航空業界やホテル業界などで導入される「ダイナミック・プライシング」が広がりを見せている。ダイナミック・プライシングは「価格変動制」と度々訳され、需要に応じて価格を変動させる時価スタイルの販売方法だ。
会長・元谷外志雄氏の保守的言動で度々話題になるホテルチェーン「アパホテル」はこのダイナミック・プライシングを活用して躍進をしている。令和五年度の決算報告ではアパホテルなどアパグループの売上高は一九一二億円、純利益は三七三億円と過去最高収益を達成、令和六年には大幅な給与のベースアップをしていることも判明した。
近年ではNPB(日本プロ野球機構)に参加するプロ野球チームでもダイナミック・プライシングを採用する企業が増加している。史上最年少で完全試合を達成した佐々木朗希投手などで知られる「千葉ロッテマリーンズ(千葉市)」はダイナミック・プライシングを採用している企業の一つだ。試合日に登板が予想される投手や、チームの順位に応じて価格が変動する。

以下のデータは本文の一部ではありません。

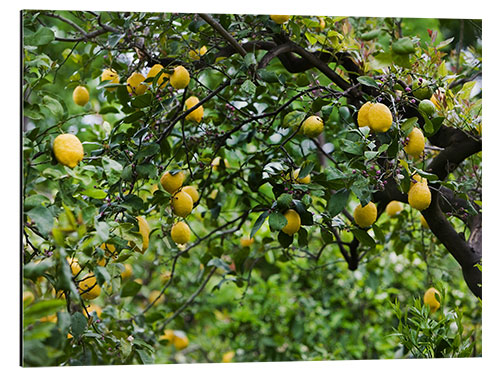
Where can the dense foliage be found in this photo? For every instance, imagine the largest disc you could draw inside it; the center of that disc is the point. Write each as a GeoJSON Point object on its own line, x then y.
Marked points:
{"type": "Point", "coordinates": [332, 290]}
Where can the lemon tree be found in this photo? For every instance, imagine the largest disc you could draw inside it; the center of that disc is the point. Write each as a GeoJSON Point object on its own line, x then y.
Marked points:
{"type": "Point", "coordinates": [237, 188]}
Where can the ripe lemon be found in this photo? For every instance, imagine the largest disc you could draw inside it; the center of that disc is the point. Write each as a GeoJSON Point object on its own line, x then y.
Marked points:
{"type": "Point", "coordinates": [363, 114]}
{"type": "Point", "coordinates": [81, 95]}
{"type": "Point", "coordinates": [419, 196]}
{"type": "Point", "coordinates": [246, 241]}
{"type": "Point", "coordinates": [172, 182]}
{"type": "Point", "coordinates": [365, 216]}
{"type": "Point", "coordinates": [162, 79]}
{"type": "Point", "coordinates": [68, 149]}
{"type": "Point", "coordinates": [416, 144]}
{"type": "Point", "coordinates": [303, 180]}
{"type": "Point", "coordinates": [135, 84]}
{"type": "Point", "coordinates": [394, 208]}
{"type": "Point", "coordinates": [127, 272]}
{"type": "Point", "coordinates": [197, 114]}
{"type": "Point", "coordinates": [180, 233]}
{"type": "Point", "coordinates": [431, 300]}
{"type": "Point", "coordinates": [179, 78]}
{"type": "Point", "coordinates": [89, 289]}
{"type": "Point", "coordinates": [293, 222]}
{"type": "Point", "coordinates": [110, 75]}
{"type": "Point", "coordinates": [279, 19]}
{"type": "Point", "coordinates": [313, 126]}
{"type": "Point", "coordinates": [197, 53]}
{"type": "Point", "coordinates": [144, 230]}
{"type": "Point", "coordinates": [227, 357]}
{"type": "Point", "coordinates": [182, 204]}
{"type": "Point", "coordinates": [191, 190]}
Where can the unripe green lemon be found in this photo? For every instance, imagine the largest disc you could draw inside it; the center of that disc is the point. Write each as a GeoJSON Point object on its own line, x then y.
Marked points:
{"type": "Point", "coordinates": [365, 216]}
{"type": "Point", "coordinates": [431, 300]}
{"type": "Point", "coordinates": [419, 196]}
{"type": "Point", "coordinates": [162, 79]}
{"type": "Point", "coordinates": [197, 114]}
{"type": "Point", "coordinates": [416, 143]}
{"type": "Point", "coordinates": [293, 222]}
{"type": "Point", "coordinates": [279, 19]}
{"type": "Point", "coordinates": [363, 114]}
{"type": "Point", "coordinates": [135, 84]}
{"type": "Point", "coordinates": [394, 208]}
{"type": "Point", "coordinates": [313, 126]}
{"type": "Point", "coordinates": [68, 149]}
{"type": "Point", "coordinates": [180, 78]}
{"type": "Point", "coordinates": [427, 107]}
{"type": "Point", "coordinates": [172, 182]}
{"type": "Point", "coordinates": [380, 118]}
{"type": "Point", "coordinates": [81, 95]}
{"type": "Point", "coordinates": [180, 233]}
{"type": "Point", "coordinates": [182, 204]}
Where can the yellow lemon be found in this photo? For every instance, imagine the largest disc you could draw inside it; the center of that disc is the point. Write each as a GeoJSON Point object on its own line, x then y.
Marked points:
{"type": "Point", "coordinates": [179, 78]}
{"type": "Point", "coordinates": [416, 144]}
{"type": "Point", "coordinates": [227, 357]}
{"type": "Point", "coordinates": [365, 216]}
{"type": "Point", "coordinates": [68, 150]}
{"type": "Point", "coordinates": [419, 196]}
{"type": "Point", "coordinates": [89, 289]}
{"type": "Point", "coordinates": [127, 272]}
{"type": "Point", "coordinates": [303, 180]}
{"type": "Point", "coordinates": [363, 115]}
{"type": "Point", "coordinates": [196, 54]}
{"type": "Point", "coordinates": [313, 126]}
{"type": "Point", "coordinates": [280, 19]}
{"type": "Point", "coordinates": [180, 233]}
{"type": "Point", "coordinates": [172, 182]}
{"type": "Point", "coordinates": [246, 241]}
{"type": "Point", "coordinates": [81, 95]}
{"type": "Point", "coordinates": [394, 208]}
{"type": "Point", "coordinates": [293, 222]}
{"type": "Point", "coordinates": [197, 114]}
{"type": "Point", "coordinates": [162, 79]}
{"type": "Point", "coordinates": [380, 118]}
{"type": "Point", "coordinates": [191, 190]}
{"type": "Point", "coordinates": [182, 204]}
{"type": "Point", "coordinates": [431, 300]}
{"type": "Point", "coordinates": [144, 230]}
{"type": "Point", "coordinates": [135, 84]}
{"type": "Point", "coordinates": [110, 75]}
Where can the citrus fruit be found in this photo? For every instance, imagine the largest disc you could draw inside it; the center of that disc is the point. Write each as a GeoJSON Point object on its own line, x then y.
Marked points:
{"type": "Point", "coordinates": [135, 84]}
{"type": "Point", "coordinates": [280, 19]}
{"type": "Point", "coordinates": [172, 182]}
{"type": "Point", "coordinates": [191, 190]}
{"type": "Point", "coordinates": [363, 114]}
{"type": "Point", "coordinates": [110, 75]}
{"type": "Point", "coordinates": [162, 79]}
{"type": "Point", "coordinates": [89, 289]}
{"type": "Point", "coordinates": [81, 95]}
{"type": "Point", "coordinates": [419, 196]}
{"type": "Point", "coordinates": [293, 222]}
{"type": "Point", "coordinates": [313, 126]}
{"type": "Point", "coordinates": [68, 149]}
{"type": "Point", "coordinates": [180, 233]}
{"type": "Point", "coordinates": [416, 143]}
{"type": "Point", "coordinates": [365, 216]}
{"type": "Point", "coordinates": [179, 78]}
{"type": "Point", "coordinates": [380, 118]}
{"type": "Point", "coordinates": [197, 114]}
{"type": "Point", "coordinates": [303, 180]}
{"type": "Point", "coordinates": [431, 300]}
{"type": "Point", "coordinates": [394, 208]}
{"type": "Point", "coordinates": [182, 204]}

また、同じランクに分類される席でも通路側や人気の席などに応じて価格を変動させ、チームの増収に力を入れている。
一方で消費者から見れば、航空業界・ホテル業界での導入は費用面の負担も大きく、批判の声もある。
食品など生活必需品でのダイナミック・プライシング採用は困難だが、プロ野球のようにサッカー・舞台劇などのスポーツ・芸術などの分野での採用や、鉄道の特急料金、新幹線料金など特異日の需要が見込める分野での採用、居酒屋など一部の飲食店での週末料金の採用など、幅広い分野の採用が期待できる。
当初は消費者の負担も増加するが、社会全体の収益増加に伴い、給与の増加も期待ができる。原材料、特に石油などの輸入品目の価格高騰を理由としたインフレではなく、日本国内が好景気に伴う価格高騰は高度経済成長期と同じ日本経済を大きく成長させることができる。
ダイナミック・プライシングがどのように浸透し、日本経済にどのような影響を与えるのか、今後も注目したい。